Une alerte économique sans précédent depuis 50 ans
Selon Peter Grandich, stratège macroéconomique reconnu depuis plus de 40 ans, les années 2026 et 2027 pourraient être parmi les plus difficiles que le monde occidental ait connues depuis un demi-siècle. Explosion de la dette publique américaine, tensions sociales croissantes, fracture politique profonde : tous les signaux sont au rouge. Dans ce contexte incertain, de plus en plus d’épargnants cherchent des solutions concrètes pour préserver leur capital, notamment en se tournant vers l’or physique via l’achat d’or comme valeur refuge face aux crises économiques, historiquement reconnu pour sa résilience lorsque les systèmes financiers vacillent.
38 000 milliards de dollars de dette : un point de non-retour ?
La dette fédérale américaine dépasse aujourd’hui les 38 000 milliards de dollars et pourrait atteindre 50 000 milliards bien plus tôt que prévu. À seulement 5 % de taux d’intérêt, cela représenterait plus de 2 500 milliards de dollars par an… uniquement pour payer les intérêts. Un niveau insoutenable. Cette réalité budgétaire nourrit la défiance envers les monnaies fiduciaires et pousse investisseurs et États à se repositionner sur des actifs tangibles, notamment via l’or physique comme protection contre l’endettement massif, qui ne dépend d’aucune promesse politique.
Dédollarisation et BRICS : un basculement monétaire mondial
Un changement historique est en cours : les pays des BRICS ont lancé une unité de règlement international partiellement adossée à l’or. Ce mouvement accélère la dédollarisation du commerce mondial. Moins de dollars utilisés à l’international signifie plus de dollars rapatriés aux États-Unis… et donc davantage d’inflation. Dans ce nouveau paradigme monétaire, détenir de l’or n’est plus une option marginale mais une stratégie défensive cohérente, notamment via l’achat d’or pour se prémunir contre la perte de valeur des devises.
Une classe moyenne en train de disparaître
L’un des constats les plus alarmants concerne l’effondrement progressif de la classe moyenne. Près de deux tiers des Américains vivent désormais de chèque de paie en chèque de paie, sans épargne de secours. Même des ménages gagnant plus de 100 000 dollars par an peinent à joindre les deux bouts dans certaines régions. Cette fragilisation économique rend la préservation du pouvoir d’achat cruciale, d’où l’intérêt croissant pour l’or comme rempart contre l’érosion du niveau de vie.
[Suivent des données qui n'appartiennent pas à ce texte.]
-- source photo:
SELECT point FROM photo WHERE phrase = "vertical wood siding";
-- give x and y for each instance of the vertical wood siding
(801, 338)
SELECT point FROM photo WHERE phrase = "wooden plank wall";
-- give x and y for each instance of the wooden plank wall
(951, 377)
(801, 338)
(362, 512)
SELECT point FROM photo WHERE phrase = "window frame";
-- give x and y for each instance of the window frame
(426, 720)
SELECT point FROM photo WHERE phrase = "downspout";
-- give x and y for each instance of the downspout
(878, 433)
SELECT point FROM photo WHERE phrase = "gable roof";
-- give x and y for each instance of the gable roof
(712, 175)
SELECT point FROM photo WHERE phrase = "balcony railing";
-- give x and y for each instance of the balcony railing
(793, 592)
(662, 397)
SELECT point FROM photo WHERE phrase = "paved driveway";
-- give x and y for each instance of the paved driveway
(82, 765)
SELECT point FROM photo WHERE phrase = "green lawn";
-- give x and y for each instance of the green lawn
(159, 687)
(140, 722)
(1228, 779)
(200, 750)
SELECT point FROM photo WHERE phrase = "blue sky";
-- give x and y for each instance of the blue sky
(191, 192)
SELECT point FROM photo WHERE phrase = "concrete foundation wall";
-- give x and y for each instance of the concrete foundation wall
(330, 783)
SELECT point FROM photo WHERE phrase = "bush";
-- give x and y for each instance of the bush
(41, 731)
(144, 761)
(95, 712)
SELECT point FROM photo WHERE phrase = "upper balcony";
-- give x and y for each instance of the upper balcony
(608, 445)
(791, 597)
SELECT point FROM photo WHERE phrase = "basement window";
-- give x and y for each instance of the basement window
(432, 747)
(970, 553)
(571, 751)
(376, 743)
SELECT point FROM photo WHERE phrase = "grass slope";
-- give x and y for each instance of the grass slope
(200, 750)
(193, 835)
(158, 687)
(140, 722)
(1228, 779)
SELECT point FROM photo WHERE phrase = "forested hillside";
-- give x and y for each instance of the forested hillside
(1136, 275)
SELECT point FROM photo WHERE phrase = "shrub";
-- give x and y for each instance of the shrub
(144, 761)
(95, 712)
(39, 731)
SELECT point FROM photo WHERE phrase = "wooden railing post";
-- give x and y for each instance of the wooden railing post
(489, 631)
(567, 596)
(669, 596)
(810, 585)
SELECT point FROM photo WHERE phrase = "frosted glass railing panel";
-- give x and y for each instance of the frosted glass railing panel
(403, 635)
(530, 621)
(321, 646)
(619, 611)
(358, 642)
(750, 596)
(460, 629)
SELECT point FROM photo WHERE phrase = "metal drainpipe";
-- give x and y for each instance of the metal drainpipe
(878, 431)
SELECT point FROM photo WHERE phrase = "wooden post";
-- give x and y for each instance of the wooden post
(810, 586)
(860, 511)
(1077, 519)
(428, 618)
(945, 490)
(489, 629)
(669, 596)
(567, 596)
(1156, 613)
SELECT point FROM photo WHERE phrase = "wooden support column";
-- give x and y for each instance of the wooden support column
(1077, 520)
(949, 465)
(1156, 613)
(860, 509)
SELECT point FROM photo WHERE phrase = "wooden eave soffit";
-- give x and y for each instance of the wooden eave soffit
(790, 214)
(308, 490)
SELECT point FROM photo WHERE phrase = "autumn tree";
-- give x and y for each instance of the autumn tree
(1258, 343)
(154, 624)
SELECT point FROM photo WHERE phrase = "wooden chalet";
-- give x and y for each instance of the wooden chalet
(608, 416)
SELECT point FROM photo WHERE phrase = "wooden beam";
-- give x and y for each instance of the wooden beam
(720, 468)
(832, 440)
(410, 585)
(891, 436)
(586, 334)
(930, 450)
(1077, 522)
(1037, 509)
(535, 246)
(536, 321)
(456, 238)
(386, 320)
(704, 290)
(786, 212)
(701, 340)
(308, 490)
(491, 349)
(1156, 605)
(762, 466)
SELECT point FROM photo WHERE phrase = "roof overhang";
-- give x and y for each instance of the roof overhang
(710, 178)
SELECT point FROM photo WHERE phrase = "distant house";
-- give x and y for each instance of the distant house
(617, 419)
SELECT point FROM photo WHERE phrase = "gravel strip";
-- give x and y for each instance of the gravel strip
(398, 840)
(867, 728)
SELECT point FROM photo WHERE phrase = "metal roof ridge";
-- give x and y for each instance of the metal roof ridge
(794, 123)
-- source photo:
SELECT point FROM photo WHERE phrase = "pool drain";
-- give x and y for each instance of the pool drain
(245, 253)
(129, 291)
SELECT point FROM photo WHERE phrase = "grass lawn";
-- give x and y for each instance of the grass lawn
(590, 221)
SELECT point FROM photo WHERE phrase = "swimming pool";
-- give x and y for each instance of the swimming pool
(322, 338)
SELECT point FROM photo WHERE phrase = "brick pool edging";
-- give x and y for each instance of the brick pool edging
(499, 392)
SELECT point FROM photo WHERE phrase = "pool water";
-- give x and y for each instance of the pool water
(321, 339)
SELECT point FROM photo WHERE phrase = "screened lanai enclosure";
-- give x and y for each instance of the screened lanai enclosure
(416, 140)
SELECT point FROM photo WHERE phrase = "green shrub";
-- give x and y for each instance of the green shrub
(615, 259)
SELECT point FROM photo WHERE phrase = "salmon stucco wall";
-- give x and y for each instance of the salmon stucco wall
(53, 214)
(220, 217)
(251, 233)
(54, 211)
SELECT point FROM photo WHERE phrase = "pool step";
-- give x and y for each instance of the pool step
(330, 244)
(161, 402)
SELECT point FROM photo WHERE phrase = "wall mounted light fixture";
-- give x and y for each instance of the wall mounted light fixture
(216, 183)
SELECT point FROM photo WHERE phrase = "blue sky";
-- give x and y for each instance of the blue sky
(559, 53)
Pourquoi Peter Grandich vise 5 000 $ l’once… et redoute 10 000 $
Peter Grandich maintient un objectif de 5 000 dollars l’once d’or et 100 dollars pour l’argent. Mais il prévient : si l’or atteignait 10 000 dollars, ce serait le signe que la situation économique et sociale se serait dramatiquement aggravée. Autrement dit, la hausse de l’or ne serait pas une bonne nouvelle, mais la conséquence d’un monde plus instable. C’est précisément pour cette raison que de nombreux investisseurs anticipent dès aujourd’hui l’achat d’or en amont des turbulences à venir, plutôt que d’agir dans l’urgence.
Préserver son capital plutôt que chercher la performance
Dans un environnement où les marchés actions sont soutenus artificiellement et où les obligations ont déjà prouvé leur vulnérabilité, la logique change : il ne s’agit plus de maximiser les gains, mais d’éviter les pertes irréversibles. L’or physique s’inscrit pleinement dans cette philosophie de conservation du patrimoine. Contrairement aux actifs papier, il ne peut être ni dilué ni annulé, ce qui explique l’intérêt renouvelé pour l’or comme outil de préservation du capital à long terme.
Sommes-nous au début d’un scénario de type “république bananière” ?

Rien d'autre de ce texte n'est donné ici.